Спустя много лет, в эмиграции, вспоминая первый период Февральской революции, один из ее главных «героев» — А. Ф. Керенский писал, что никому из присутствовавших на проводах в Ставке не хватило духу крикнуть: «Постойте, государь! Ваш брат отказывается от престола, надо заново пересмотреть решение, нельзя оставлять империю без рулевого. Все мы, здесь присутствующие, готовы энергично поддерживать вас до конца». В устах Керенского такие слова звучат как глумление над поверженным революцией монархом, и все же необходимо признать его правоту: никто в Ставке ничего подобного не произнес, полагая (или, по Керенскому, — «зная»), что возврат назад невозможен.
122
Алексеев-Борель В.Сорок лет в рядах русской императорской армии: Генерал М. В. Алексеев. СПб., 2000.
В 12 часов дня Николай II прибыл в вагон матери и провел с ней несколько часов. Затем простился (как оказалось — навсегда). В поезде Марии Федоровны были также родственники — великие князья Александр и Сергей Михайловичи, Борис Владимирович и принц Александр Петрович Ольденбургский. Их бывшему самодержцу тоже не суждено уже было еще раз увидеть. Простился он и с К. Д. Ниловым: адмиралу не разрешили ехать в Царское Село. «В 4.45 уехал из Могилева, — записал царь в дневнике, — трогательная толпа людей провожала. 4 члена Думы сопутствуют в моем поезде! Поехал на Оршу и Витебск. Погода морозная и ветреная. Тяжело, больно и тоскливо».
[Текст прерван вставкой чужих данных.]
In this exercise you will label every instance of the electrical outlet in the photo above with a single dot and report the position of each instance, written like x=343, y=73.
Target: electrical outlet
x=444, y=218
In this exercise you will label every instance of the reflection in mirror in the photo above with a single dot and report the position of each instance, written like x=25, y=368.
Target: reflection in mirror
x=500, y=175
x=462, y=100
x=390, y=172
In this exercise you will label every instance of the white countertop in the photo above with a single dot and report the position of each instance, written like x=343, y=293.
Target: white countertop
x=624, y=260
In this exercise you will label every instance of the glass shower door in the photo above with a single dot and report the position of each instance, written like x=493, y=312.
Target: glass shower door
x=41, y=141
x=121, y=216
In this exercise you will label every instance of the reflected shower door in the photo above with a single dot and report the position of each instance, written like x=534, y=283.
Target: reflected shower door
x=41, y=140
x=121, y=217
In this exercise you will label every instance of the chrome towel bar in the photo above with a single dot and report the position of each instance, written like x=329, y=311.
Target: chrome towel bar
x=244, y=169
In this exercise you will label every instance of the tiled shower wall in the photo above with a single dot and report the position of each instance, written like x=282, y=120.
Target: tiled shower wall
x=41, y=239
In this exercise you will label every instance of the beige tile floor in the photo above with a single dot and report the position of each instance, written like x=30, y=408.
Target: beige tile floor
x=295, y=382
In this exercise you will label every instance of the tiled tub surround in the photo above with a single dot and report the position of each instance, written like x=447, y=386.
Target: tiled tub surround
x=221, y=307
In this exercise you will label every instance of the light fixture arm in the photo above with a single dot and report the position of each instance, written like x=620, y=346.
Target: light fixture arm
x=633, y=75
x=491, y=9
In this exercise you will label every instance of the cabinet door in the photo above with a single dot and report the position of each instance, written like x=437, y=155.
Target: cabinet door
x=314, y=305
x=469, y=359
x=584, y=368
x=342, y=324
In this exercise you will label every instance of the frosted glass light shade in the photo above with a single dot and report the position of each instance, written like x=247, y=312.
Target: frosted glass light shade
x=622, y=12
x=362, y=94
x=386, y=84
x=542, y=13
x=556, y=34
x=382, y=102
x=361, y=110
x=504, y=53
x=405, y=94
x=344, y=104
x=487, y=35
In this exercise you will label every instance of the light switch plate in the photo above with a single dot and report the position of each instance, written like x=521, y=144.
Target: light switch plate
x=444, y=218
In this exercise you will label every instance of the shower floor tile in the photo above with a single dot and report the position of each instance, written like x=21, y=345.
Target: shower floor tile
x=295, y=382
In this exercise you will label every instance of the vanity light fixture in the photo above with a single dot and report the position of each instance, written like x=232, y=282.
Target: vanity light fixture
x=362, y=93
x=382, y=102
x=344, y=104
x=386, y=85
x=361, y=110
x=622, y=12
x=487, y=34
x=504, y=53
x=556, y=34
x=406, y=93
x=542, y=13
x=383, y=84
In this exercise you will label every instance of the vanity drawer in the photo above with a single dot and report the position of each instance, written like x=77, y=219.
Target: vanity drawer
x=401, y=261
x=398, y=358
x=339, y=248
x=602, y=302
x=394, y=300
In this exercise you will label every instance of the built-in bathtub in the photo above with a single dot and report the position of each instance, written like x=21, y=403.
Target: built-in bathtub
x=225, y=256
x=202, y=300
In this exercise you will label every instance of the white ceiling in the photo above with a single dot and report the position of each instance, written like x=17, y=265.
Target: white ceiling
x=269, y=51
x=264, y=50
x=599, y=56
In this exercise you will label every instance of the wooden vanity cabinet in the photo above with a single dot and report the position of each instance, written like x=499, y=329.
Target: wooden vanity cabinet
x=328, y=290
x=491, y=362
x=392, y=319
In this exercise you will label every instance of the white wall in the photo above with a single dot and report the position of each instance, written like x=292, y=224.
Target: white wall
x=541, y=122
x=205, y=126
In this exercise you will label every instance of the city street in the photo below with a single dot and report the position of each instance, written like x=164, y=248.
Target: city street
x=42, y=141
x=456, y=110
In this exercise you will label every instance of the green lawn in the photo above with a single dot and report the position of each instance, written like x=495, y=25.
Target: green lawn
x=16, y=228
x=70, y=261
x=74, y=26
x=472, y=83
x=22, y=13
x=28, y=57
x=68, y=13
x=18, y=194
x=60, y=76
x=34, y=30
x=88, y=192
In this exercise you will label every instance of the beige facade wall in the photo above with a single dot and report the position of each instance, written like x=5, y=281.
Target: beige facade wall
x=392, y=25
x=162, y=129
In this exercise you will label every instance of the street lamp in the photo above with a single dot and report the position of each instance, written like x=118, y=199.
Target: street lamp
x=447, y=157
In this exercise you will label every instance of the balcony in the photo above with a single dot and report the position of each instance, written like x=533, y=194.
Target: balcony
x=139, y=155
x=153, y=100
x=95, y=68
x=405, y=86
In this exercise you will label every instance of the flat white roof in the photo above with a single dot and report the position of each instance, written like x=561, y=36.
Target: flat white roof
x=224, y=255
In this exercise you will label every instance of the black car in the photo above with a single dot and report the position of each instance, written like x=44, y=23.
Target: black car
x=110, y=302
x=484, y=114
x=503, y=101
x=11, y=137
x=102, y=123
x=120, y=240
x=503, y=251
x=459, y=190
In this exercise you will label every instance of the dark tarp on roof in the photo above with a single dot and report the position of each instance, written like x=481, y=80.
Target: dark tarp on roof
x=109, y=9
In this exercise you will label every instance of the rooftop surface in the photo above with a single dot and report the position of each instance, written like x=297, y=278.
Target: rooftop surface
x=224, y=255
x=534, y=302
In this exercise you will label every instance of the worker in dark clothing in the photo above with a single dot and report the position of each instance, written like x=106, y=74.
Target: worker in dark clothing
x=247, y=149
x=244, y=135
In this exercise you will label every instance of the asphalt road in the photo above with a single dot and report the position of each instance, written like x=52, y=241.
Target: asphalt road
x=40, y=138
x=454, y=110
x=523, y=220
Царь знал, что теперь он — арестант. Отречение превратилось в низложение. Позднейшие заявления лидеров Временного правительства о том, что «арест императора являлся просто временной мерой», не могут дезавуировать случившегося 8 марта. Наступал новый, последний этап жизни русского царя. Ему, как и его близким, вскоре предстояло своей жизнью доказать правильность старой христианской истины, которую в стихах изложил А. Н. Майков:
Чем ночь темней, тем ярче звезды, Чем глубже скорбь, тем ближе Бог.Глава пятая
ЦАРЬ В ЗАТОЧЕНИИ: «ОСВОБОЖДЕНИЕ» ИЗ САМОДЕРЖАВНОГО ПЛЕНА
Человек далеко не всегда может правильно оценить смысл происходящих с ним событий. Лишь позднее, когда многое исправить уже невозможно, когда настоящее становится расплатой за минувшие ошибки, человек яснее осознает смысл метафизических истин, а верующий человек в этих истинах видит Божьи предзнаменования. Унижения позволяют лучше понять слова Нагорной проповеди, так странно звучащие в мире, наполненном жестокостью и насилием: «Не противься злому. Но кто ударит тебя в правую щеку твою, обрати к нему и другую; и кто захочет судиться с тобою и взять у тебя рубашку, отдай ему и верхнюю одежду; и кто принудит тебя идти с ним одно поприще, иди с ним два» (Мф. 5:39–41). Иисус призывал Своих последователей быть совершенными, «как совершенен Отец ваш Небесный» (Мф. 5:48). Стремление к духовному совершенству для христианина — наиважнейшее, хотя в круговороте дел далеко не каждый может найти время и силы это стремление реализовать. Порой лишь обстоятельства, оказывающиеся выше человека, позволяют ему решить главную задачу жизни верующего: подготовиться к «миру горнему». Такими обстоятельствами стали для царя и его семьи последние четырнадцать месяцев жизни.